RIEP Coach Fassel🙏👑🌹 pic.twitter.com/bircdv4zFy
— Greg Holder (@glassmangreg11) July 20, 2022
“Jim Fassel, I love that man to death,” Holder said. “When he passed away- my wife saw me in the kitchen, I was working on a piece, and she saw me tearing up. He would always say- I don’t know if he said it before Michael Jackson, or if he got it from the song, but Jim Fassel always used to say ‘Man in the mirror, gentlemen’. That would make us check ourselves on our assignments, our classwork, our work, our work ethics on and off the field. That’s what he was about. Our theme song was Sister Sledge, ‘We Are Family’. I can tell you, for my era, family was real when it came to being a Ute. We got that from Jim Fassel and Ron McBride.”
Ute Proud Forever
The one-time JuCo product from El Camino College probably had no idea how profoundly being a Ute would change his life back when he transferred. Holder may not be one of the biggest names to ever come out of Utah, but he’s certainly one of the proudest.

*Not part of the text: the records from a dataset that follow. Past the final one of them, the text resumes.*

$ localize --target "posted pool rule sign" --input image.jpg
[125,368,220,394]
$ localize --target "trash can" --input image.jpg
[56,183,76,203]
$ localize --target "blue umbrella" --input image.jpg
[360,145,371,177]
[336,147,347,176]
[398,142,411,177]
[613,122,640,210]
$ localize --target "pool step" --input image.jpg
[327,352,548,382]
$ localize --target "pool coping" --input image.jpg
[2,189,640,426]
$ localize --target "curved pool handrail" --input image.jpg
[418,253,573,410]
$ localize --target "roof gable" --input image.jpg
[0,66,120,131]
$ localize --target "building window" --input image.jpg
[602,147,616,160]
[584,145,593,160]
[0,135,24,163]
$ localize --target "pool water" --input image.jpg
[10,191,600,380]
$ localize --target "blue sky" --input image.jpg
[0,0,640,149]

“My desire and passion for the university runs deep,” Holder said. “I just love that school. I love every aspect of, and every field of professionalism that they represent. I encourage a lot of the players on Twitter and I try to share with them my experience and just little moments of letting them know it was the best choice I could have made in my life coming out of South Central, Los Angeles. At that time in the ‘80’s it was drug infested, gang infested even though I came from a two-parent household.”
Holder couldn’t be more excited to see the progress his alma mater has made since he was a student athlete in the mid-80’s. In his mind, the growth isn’t surprising and Utah is right where they need and deserve to be.
“Everything that has happened for the University of Utah athletic program and football team- everything that is happening is happening because of dedication and hard work,” Holder said. “The coaches and the families there believe- the fans? Amazing. Just amazing. It warms my heart, and it did that first game I came back, and I hadn’t been back in 30 years. It’s doing what it’s supposed to do- continuing to evolve into a powerhouse. I’m really proud of them.”
At the end of the day pride is what being a Ute is all about to Holder which is fitting since he takes enormous pride in every aspect of his life. Whether it’s his time playing football, his artwork, friends, family- Holder is just happy its all been his to enjoy, appreciate, and give back to.
“Pride. Pride in the camaraderie, the brotherhood and the life memories,” Holder said. “That’s something no one can take away from you once you’ve been a part of the Utah family in the Utah football program. I can’t tell you enough how much I love those guys. Even the ones I don’t know. It was the best choice I made in my life.”